All three snipers were previously in the active duty Army and recently joined the Maryland National Guard after a break in service, so now they’ve seen both sides of the coin. They also said Operation Patriot is another example to dispel the old thoughts that the National Guard’s training is inferior to that of active duty Soldiers.

“Compared to previous National Guard annual training operations, this has been by far the largest and most extensive,” said Sgt. Nicholas Pitz, a fellow C Troop sniper. Staying at Ft. McCoy for Patriot, the C Troop soldiers had high praise for the 100-year-old installation.
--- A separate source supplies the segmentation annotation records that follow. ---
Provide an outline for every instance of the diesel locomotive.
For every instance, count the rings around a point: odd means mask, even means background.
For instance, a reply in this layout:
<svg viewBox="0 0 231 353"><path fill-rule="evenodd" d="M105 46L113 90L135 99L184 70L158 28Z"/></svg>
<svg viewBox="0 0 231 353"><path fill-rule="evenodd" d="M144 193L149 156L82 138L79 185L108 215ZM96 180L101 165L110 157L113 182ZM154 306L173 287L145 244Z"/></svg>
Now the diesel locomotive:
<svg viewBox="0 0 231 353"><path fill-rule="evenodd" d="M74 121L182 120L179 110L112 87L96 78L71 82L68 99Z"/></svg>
“The facilities here are excellent,” Pitz said, adding he enjoyed everything from the weapons ranges to the different air drop zones to the cadre working on the different training sites. “I’d be happy to come back to McCoy.”

“[The facilities] helped us make the training really realistic,” Smull added.

Col. Gowen of the 29th also said he is enjoying his stint at McCoy.

“Ft. McCoy is really terrific in terms of different training sites available,” he said. “Everything about McCoy is helping us to make [the training] as realistic as possible.”

Though large-scale training such as Operation Global Patriot is not the norm for these units, they relish both the size and the realism the two-week operation offers.

“For us, any time you can sync up operations [throughout the brigade], there is great realism there.” Gowen said of the 29th CAB.

Morsink said that he appreciates the multinational aspect because that’s a reality in today’s battlefield, touching directly on the overall mission goal of Operation Global Patriot.

“Because we operate internationally,” he said, “I can’t even imagine having a single service.”